In the world of artworks, whether they be masterpieces by recognised greats or works produced by up-and-coming artists, values are constantly fluctuating. Demand can be fickle.
Trends and tastes can change with the wind.
A work that was considered invaluable two years earlier can now be all but unsellable.
A piece that was purchased on a whim could suddenly command a fortune.
And a change in self-managed super fund (SMSF) regulations can send tremors everywhere.
Artworks, of course, can also be damaged or lost. They can degrade and are susceptible to moisture, smoke, heat and fire.
They can be stolen or unintentionally damaged as they are being transported. Pieces of art must be insured for their current value, and that value must be constantly re-assessed.
“A lot of artwork is underinsured because it was insured six years ago and has not been revalued since,” says John Kelly, Managing Director of Consult Insurance Solutions.
“Just as likely, many are over-insured because specific markets have collapsed or simply cooled off.”
He gives the example of The Rare Coin Company, based in Western Australia.

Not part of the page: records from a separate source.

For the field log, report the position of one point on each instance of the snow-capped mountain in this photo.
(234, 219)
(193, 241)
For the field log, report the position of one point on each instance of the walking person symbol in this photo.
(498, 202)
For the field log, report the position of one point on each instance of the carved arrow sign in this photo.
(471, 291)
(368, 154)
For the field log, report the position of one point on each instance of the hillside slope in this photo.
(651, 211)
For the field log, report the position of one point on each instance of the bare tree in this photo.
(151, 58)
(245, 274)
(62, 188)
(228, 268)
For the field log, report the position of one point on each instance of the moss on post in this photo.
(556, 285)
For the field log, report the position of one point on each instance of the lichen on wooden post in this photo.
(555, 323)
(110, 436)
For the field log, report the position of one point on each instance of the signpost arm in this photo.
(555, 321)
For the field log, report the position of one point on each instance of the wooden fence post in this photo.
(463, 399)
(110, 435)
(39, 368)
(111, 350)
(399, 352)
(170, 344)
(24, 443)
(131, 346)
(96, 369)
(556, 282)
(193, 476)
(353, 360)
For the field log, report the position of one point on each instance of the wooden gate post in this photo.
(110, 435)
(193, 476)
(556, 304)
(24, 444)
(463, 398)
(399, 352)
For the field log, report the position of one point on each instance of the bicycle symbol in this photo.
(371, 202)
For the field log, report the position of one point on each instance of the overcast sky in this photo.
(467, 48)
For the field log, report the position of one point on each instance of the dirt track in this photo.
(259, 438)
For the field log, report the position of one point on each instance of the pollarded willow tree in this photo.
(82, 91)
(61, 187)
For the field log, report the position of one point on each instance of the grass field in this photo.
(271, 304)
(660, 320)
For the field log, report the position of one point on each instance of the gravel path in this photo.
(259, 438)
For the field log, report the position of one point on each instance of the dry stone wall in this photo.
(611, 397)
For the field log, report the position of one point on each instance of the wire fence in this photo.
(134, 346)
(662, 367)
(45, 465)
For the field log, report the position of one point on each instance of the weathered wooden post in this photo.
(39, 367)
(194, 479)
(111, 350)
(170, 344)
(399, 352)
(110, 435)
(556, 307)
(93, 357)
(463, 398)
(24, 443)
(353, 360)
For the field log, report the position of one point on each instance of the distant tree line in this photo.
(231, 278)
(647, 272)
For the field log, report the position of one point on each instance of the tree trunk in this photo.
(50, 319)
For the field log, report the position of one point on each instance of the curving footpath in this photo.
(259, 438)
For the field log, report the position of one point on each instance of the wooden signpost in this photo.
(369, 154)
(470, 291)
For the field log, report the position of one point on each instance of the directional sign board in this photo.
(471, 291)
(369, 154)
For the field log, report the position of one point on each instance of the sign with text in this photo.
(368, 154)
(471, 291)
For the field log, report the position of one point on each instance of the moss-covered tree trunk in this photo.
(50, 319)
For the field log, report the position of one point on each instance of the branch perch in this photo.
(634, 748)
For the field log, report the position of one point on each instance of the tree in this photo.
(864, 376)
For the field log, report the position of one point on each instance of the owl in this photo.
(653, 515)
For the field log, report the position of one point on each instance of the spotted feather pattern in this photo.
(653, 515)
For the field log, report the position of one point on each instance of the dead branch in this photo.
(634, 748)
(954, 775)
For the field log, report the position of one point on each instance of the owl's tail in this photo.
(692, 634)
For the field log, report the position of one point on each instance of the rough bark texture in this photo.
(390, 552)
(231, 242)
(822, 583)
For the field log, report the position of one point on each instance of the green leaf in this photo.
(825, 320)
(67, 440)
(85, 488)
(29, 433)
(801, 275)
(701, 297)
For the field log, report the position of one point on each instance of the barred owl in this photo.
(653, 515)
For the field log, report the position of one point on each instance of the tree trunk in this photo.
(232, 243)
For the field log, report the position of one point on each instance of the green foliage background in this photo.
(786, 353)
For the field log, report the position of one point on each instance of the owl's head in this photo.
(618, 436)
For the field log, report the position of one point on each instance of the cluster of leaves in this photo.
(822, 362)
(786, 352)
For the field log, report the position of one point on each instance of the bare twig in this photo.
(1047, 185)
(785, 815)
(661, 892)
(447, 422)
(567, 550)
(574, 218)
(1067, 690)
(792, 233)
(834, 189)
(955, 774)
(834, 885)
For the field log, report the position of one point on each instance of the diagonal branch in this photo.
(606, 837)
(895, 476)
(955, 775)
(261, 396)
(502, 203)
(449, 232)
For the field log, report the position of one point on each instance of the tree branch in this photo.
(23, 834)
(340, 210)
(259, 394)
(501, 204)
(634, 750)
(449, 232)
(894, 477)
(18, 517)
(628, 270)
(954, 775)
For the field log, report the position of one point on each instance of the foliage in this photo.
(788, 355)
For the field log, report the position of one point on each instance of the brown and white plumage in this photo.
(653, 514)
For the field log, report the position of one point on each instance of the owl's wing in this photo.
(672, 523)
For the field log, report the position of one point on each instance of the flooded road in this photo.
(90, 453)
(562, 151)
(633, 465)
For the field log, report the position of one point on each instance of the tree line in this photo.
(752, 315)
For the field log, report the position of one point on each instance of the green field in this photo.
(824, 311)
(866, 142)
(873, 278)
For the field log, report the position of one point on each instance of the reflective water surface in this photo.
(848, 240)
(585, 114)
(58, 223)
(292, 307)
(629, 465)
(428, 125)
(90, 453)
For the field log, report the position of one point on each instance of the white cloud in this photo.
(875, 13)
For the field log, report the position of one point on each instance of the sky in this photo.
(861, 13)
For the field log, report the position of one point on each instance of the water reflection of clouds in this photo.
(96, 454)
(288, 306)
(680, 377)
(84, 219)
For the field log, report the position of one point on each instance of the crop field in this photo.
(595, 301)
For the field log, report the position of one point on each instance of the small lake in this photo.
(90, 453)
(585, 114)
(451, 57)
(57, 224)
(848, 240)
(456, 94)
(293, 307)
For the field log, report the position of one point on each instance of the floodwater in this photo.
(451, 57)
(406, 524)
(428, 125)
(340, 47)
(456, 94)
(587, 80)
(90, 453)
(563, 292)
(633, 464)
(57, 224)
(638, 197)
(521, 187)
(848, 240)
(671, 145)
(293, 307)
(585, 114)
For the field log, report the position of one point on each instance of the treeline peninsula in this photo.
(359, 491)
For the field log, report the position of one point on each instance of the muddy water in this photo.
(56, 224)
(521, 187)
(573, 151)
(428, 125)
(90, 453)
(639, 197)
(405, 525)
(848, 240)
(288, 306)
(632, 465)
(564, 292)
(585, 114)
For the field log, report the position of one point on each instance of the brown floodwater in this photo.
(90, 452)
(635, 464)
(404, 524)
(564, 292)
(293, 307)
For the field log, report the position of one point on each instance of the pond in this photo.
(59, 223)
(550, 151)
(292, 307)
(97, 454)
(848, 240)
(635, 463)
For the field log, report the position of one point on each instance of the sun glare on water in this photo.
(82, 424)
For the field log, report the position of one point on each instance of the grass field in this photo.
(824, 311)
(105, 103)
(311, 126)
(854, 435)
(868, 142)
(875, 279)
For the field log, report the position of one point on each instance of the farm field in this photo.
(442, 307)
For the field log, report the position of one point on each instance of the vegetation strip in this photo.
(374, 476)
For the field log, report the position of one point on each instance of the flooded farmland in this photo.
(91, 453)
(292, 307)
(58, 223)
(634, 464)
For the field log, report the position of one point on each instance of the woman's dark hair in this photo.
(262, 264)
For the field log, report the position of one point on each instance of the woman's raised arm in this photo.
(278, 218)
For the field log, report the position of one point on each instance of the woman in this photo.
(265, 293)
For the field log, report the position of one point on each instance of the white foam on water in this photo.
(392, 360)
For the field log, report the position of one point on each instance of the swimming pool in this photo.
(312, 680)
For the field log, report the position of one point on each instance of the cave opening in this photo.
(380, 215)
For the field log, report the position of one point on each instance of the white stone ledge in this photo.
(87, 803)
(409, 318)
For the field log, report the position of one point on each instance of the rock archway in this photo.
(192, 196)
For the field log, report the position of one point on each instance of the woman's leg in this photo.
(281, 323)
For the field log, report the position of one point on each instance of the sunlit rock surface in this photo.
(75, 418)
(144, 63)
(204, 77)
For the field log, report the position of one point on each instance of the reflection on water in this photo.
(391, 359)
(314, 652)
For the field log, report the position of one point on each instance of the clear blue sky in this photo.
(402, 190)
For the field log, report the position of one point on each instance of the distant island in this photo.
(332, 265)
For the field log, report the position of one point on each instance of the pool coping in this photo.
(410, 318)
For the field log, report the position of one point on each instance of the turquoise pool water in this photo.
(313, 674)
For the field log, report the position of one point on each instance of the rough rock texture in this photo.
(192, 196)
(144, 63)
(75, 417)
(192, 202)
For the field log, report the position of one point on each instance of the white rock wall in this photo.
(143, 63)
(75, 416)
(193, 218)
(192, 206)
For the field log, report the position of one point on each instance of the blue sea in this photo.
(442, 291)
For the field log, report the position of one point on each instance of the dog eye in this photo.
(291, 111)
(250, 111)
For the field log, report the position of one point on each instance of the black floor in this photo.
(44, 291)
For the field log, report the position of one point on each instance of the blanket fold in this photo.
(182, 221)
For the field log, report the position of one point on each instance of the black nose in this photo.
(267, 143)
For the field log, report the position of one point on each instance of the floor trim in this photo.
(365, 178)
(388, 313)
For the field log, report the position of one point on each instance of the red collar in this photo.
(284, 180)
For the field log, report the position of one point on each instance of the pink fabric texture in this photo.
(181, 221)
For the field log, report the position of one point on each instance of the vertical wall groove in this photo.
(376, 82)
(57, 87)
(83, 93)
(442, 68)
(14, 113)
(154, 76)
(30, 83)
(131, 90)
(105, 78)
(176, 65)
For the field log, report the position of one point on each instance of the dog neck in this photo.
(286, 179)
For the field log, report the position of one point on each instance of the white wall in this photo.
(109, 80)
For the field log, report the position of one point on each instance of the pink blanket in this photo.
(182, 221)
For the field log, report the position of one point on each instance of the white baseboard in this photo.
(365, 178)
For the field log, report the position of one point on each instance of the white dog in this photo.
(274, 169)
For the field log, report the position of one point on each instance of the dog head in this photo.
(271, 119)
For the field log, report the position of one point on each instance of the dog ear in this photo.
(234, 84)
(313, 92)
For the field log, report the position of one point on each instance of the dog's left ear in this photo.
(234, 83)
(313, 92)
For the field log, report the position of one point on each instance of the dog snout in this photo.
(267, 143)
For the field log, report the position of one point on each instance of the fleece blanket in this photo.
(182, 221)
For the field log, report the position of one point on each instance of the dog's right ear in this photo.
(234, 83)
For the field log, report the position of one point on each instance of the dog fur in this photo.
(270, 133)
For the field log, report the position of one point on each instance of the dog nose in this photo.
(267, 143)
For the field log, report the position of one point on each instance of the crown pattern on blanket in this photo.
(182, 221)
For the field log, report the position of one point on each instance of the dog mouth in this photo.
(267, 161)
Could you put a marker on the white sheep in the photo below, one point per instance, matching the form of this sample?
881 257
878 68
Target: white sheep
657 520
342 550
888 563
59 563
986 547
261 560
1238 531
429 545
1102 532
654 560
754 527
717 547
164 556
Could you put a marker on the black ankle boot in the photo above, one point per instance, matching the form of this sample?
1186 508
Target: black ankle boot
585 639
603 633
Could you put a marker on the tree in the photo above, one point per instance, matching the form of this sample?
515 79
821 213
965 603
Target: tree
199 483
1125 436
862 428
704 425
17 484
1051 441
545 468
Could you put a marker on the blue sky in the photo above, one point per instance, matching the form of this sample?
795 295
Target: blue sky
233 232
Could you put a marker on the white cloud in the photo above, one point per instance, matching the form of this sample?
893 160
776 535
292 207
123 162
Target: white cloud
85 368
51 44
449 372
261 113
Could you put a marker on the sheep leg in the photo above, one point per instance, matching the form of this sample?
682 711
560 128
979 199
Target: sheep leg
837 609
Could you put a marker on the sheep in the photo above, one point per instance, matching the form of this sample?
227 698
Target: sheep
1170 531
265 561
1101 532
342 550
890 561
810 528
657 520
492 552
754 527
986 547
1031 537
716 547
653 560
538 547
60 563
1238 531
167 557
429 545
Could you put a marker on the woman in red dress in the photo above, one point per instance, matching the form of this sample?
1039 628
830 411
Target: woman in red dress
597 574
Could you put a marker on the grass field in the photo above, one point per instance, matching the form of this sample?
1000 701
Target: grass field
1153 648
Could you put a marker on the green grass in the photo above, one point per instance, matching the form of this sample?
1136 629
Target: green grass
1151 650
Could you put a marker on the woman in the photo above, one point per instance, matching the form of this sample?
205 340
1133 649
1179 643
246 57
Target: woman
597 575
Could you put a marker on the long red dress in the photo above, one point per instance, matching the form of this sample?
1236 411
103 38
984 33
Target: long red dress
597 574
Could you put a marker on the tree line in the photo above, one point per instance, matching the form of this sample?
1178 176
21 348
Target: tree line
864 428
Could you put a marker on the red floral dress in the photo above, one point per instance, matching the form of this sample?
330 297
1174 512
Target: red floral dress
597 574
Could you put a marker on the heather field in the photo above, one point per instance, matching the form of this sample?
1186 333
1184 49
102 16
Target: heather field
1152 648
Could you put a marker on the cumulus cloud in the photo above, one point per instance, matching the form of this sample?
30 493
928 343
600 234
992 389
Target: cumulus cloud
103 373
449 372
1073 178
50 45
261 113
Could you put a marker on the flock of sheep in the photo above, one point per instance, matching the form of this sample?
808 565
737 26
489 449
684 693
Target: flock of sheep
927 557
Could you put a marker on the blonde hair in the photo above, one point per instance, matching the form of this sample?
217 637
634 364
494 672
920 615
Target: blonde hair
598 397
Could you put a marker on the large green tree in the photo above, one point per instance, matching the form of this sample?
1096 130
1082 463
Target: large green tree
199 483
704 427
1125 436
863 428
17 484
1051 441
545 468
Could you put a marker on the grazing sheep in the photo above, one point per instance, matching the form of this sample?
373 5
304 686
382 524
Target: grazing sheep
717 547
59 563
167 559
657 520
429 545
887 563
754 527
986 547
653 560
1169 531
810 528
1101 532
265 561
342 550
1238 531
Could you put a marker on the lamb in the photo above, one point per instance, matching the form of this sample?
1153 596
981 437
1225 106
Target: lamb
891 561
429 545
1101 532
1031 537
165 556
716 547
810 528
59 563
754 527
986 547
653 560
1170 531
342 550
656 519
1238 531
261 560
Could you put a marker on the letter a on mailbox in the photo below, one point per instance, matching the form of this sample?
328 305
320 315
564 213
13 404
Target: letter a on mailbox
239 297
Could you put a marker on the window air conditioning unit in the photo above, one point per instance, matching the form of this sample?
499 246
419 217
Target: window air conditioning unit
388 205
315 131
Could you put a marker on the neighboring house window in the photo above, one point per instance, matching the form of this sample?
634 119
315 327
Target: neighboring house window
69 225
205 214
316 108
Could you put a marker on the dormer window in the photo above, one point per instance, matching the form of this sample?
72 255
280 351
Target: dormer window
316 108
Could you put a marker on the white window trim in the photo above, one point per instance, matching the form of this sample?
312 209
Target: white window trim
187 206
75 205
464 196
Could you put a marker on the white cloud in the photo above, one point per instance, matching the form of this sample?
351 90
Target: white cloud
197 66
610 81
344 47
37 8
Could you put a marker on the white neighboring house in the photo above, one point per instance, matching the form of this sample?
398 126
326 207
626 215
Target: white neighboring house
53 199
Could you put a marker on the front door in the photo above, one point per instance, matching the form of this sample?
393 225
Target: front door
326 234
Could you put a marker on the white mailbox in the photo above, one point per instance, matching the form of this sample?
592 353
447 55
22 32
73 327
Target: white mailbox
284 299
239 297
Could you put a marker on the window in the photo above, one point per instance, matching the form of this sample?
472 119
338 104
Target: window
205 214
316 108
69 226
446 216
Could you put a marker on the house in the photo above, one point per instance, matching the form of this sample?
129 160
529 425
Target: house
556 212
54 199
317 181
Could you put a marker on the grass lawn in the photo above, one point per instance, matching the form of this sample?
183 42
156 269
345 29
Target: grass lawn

Its collapse in 2013 not only meant a long list of investors were owed six-figure sums, but it also caused a crash in the value of rare coins.
“Some who had purchased coins worth $500,000 to $800,000 are finding the coins are really only worth a third of that amount,” Kelly says.
“In property terms that’s a market crash.
“A lot of the art and collectible market is extremely difficult to value. It can be subjective. You need the input of professional valuers who have a world of experience and knowledge of values of similar pieces.”
Ironshore Australia Underwriter Caroline Jones says it’s important for brokers to communicate to their clients the unique nature of art as an asset and the fact that their insurance should reflect that.
“You shouldn’t treat fine art as you would your other tangible assets,” Jones says. “The art market is exactly that – it’s a market which can fluctuate. Regular valuations are therefore very important to ensure that the insured values provided are up to date.”
Call it what you will
Fine art and specie insurance is not just about paintings and sculptures, Jones says.
You run the risk of an inferior product. Such policies are not well designed for art.
A customisable form of cover can be provided for a wide range of high-value items such as gold bullion, items in safety deposit boxes, precious metals, classic cars and collections of wine, stamps or coins.
The main perils for which items are covered are physical loss and damage of items, particularly when they’re in transit but also in storage or while being exhibited.
Professional fine art storage and transport options should always be sought, but insurance providers also understand that, outside the SMSF arena at least, fine art is not just a financial investment.
“We try to be flexible to our insureds because fine art can be an asset people want to take enjoyment from, or can be held in a superannuation fund to be used as an investment,” Jones says.
Matt Stock, Catlin Australia Specie and Fine Art Senior Underwriter, says many people will assume their private collections are covered under a domestic policy.
“But they need to be careful that there are not sub-limits that limit the cover for these special items which means that, in the event of a loss, they will find that they have been paying for no real cover at all.”
ATO shakes it up
The lower end of the art market, defined as items or collections valued under $40,000 is heavily propped up by the SMSF market.
It holds about $771 million in artworks, collectibles, metals and jewels.
But there are turbulent times ahead for this end of the market thanks to changes in SMSF regulations.
Any such items purchased after 1 July, 2011, cannot be kept at the investor’s home.
Specifically, any valuables held within an SMSF must be covered by standalone insurance, must be independently valued and must not be held in an environment in which a party related to the SMSF receives personal benefit from them.
Artworks and collectibles must also not be leased to any party related to the SMSF and the reasons for deciding on a specific storage space must be kept in writing.
To ease the transition, items purchased before mid-2011 do not need to be insured until 2016.
Catlin’s Matt Stock says this is a key arena for brokers to prove their value.
“Most people will be shocked to know that they are legally required to insure new items purchased within seven days,” he says.
“They will also be shocked as to how inexpensive the cover is.”
Consult Insurance Solutions’ John Kelly says it is an area in which brokers should take care.
“Sometimes people will want to insure their artworks through their home and contents policy, and that’s fine if you don’t have to comply with SMSF rules.
But even then you run the risk of an inferior product. Such policies are not well designed for art and collectibles,” he says.
“Some who would like to insure their SMSF-held artworks go to a gallery or an art dealer who arranges a group policy on behalf of all of their clients.
“Some say this satisfies the ATO rulings but it absolutely does not.
“If the funds are simply noted for their interest in the asset, within a group policy, then this does not satisfy the ATO’s regulations.”